Производственник в тоталитарных условиях госкапитализма при отсутствии зависимости производства от потребления снижает качество своей работы. Гуманитарий же попросту деградирует, нравственно и умственно. Инженер и рабочий могут и даже заинтересованы производить некачественные, скажем, трубы (чтобы произвести их в большем количестве и выполнить план), но не могут выпускать трубы без желоба: жидкость по ним все-таки должна течь! У гуманитария и этой заботы нет. Он в значительно большей степени отрезан от обратной связи со своими потребителями. В этих условиях стремление к выделению и безответственность приобретают порой совершенно уродливый характер. Гуманитарий почти полностью теряет ощущение независимости и чувство собственного достоинства, свойственное квалифицированному работнику. Карьеризм, угодничество, предательство, оппортунизм становятся нормой. Своей безнравственности эти люди, как правило, не замечают, т. к. варятся в собственном соку, и все вместе деградируют. Критерии порядочности снижаются до последнего минимума. Естественно, развиваются мизантропия и на ее почве — народофобия и прочие фобии.
Тут важно понимать диалектику перехода от диктаторского, «средней» жестокости режима к тоталитарному. Я имею в виду, конечно, сравнение с режимом царской России. Тогда для гуманитарной интеллигенции существовали быть может оптимальные условия, среди имевшихся в мире, для обретения доброй сверхзадачи. Страна и народ были в тяжелом положении, существовало множество тяжелейших проблем, но существовала в то лее время относительная свобода для творчества и связь с общественностью, с «потребителями». Существовала объективно и некоторая заметная перспектива для тех, кто хотел бороться за изменение режима или просто действовать на пользу людям. То есть были средства и возможности для достижения гуманных целей. И «продукция» гуманитариев того времени свидетельствует о существовании большого числа людей, подчинявших свое творчество доброй сверхзадаче.
При переходе же к тоталитарному режиму госкапитализма мы видим, что вместе с увеличением количества и «качества» проблем резко уменьшаются возможности для борьбы за их решение и неизмеримо увеличивается риск участия в этой борьбе. Результат: изощренность в приспособлении, в цинизме, защитная слепота и потеря способности к: сопереживанию, а также народофобия и мизантропия в качестве оправдания своего бездействия и приспособленчества.

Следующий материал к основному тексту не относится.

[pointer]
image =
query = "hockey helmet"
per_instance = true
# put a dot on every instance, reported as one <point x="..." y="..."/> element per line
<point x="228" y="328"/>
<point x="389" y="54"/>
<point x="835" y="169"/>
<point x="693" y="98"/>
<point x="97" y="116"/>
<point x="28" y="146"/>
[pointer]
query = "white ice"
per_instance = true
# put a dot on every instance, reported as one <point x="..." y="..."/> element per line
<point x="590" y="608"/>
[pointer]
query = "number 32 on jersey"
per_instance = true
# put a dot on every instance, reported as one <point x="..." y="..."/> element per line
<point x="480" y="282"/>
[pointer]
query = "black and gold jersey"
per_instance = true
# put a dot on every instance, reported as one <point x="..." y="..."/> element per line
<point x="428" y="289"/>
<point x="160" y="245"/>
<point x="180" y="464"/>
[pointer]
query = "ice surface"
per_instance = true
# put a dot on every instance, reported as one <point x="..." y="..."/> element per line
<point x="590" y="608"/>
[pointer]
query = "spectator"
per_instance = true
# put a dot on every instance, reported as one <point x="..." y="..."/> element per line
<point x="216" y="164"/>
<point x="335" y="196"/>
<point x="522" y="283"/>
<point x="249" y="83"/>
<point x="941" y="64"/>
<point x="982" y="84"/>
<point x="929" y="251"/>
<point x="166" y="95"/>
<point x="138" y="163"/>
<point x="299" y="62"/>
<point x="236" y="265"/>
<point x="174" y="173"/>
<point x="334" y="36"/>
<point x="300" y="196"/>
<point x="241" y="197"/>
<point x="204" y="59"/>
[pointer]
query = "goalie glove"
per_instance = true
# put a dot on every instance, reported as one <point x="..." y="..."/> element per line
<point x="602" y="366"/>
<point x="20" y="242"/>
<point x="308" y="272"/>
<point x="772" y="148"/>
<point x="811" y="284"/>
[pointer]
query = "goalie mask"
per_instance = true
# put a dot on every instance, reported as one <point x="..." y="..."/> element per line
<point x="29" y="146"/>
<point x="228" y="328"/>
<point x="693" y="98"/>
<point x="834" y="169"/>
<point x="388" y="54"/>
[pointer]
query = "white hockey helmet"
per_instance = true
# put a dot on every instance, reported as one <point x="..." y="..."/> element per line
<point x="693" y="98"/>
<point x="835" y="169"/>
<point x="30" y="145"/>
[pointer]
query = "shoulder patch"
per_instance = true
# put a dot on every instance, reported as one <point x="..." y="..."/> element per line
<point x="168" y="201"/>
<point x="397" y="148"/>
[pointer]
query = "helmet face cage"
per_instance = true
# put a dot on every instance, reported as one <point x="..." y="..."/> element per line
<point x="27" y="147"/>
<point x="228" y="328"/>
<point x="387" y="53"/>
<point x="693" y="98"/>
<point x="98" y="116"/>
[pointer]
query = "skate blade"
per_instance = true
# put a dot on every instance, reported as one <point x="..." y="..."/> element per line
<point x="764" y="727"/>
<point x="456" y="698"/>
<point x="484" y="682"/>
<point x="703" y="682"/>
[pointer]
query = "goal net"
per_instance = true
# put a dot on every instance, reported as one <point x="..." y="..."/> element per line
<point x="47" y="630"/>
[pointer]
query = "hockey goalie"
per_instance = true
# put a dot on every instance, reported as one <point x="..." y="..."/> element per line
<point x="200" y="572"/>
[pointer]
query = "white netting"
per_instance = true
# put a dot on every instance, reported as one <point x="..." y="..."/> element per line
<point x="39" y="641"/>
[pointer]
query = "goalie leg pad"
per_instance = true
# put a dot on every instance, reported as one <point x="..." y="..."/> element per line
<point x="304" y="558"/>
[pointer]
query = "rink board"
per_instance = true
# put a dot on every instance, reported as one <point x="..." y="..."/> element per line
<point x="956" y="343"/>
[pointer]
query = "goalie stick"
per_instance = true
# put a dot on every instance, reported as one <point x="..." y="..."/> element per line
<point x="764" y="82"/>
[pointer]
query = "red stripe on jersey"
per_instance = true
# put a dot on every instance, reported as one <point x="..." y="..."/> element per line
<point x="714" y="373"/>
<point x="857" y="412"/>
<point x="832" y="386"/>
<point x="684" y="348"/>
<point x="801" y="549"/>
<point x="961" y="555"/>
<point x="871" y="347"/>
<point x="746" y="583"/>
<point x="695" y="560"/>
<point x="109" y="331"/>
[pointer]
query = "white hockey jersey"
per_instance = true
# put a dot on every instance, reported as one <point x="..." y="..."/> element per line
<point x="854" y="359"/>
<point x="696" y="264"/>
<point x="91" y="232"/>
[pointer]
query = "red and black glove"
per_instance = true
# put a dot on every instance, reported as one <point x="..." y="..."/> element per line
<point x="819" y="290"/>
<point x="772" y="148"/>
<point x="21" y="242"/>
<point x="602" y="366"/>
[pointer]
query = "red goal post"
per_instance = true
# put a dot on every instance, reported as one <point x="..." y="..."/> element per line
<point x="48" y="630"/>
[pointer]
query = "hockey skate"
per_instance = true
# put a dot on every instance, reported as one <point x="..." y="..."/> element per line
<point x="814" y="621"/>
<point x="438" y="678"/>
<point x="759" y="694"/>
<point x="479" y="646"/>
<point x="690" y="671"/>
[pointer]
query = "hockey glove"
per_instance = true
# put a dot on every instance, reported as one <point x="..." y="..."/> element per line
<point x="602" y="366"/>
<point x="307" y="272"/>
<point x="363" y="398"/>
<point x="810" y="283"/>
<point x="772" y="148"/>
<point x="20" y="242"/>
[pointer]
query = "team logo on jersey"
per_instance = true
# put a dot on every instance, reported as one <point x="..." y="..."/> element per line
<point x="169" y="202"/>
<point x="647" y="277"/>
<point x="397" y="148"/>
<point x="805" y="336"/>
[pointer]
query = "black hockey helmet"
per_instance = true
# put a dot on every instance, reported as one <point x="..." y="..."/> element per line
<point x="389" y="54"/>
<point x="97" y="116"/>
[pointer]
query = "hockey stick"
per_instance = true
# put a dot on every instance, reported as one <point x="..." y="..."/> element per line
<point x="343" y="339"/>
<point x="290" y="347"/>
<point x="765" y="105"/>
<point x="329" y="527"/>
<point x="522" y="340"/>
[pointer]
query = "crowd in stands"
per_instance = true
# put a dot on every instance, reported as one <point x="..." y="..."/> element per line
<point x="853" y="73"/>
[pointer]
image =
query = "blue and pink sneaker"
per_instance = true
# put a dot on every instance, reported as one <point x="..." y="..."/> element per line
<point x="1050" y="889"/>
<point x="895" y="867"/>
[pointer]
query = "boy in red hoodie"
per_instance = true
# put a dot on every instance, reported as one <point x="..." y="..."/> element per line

Народофобия тут рождается и из-за страха перед крутыми переменами в демократическом направлении. Гуманитарий боится, что может оказаться неконкурентноспособным в силу творческой деградации, и кричит о том, что «дикому» народу (или «одичавшему») нельзя давать свободу: он учинит кровавую анархию — «русский бунт, бессмысленный и беспощадный».
Мне же думается, что самую большую опасность тут представляют сами эти гуманитарии, с преобладанием в их среде людей безнравственных, безответственных, с неудовлетворенным честолюбием.
Сознание многих интеллигентов представляет собой перевернутую картину по сравнению с сознанием большой части людей из народа, у которой, как мы говорили, ненависть к режиму часто вытесняется в подсознание. У очень многих же интеллигентов на поверхности какие-либо оппозиционные (по моде) идеи, а в подсознании — страх перед серьезными переменами.
Большая часть современной гуманитарной интеллигенции представляет перевернутую, «зеркальную», картину и по отношению к дореволюционной интеллигенции России, отличавшейся крайним радикализмом, революционностью и народничеством. И если крайности старой интеллигенции сыграли во многом весьма печальную роль в истории страны, то «зеркальные» крайности большой части советской интеллигенции в нынешней тоталитарной обстановке могут сыграть роль еще более трагическую.
Приведу ряд фактов, косвенно подтверждающих нарисованную выше картину.
Вспомним, ни один человек на съезде писателей в 1967 году не решился даже упомянуть о письме Солженицына к съезду, в котором содержалось требование отмены цензуры на художественные произведения и защиты Союзом Писателей прав его членов. Сравним это с положением в Венгрии (в 1956 г.), в Польше, в Чехословакии, где гуманитарии, в частности писатели и журналисты, играли великую роль в движении за демократические реформы. Вспомним, что в той же Чехословакии в 1967 году письмо Солженицына было не только прочитано на съезде чехословацких писателей, но и подтолкнуло 300 человек подписать сходную петицию к правительству, с чего в сущности и началась Пражская весна.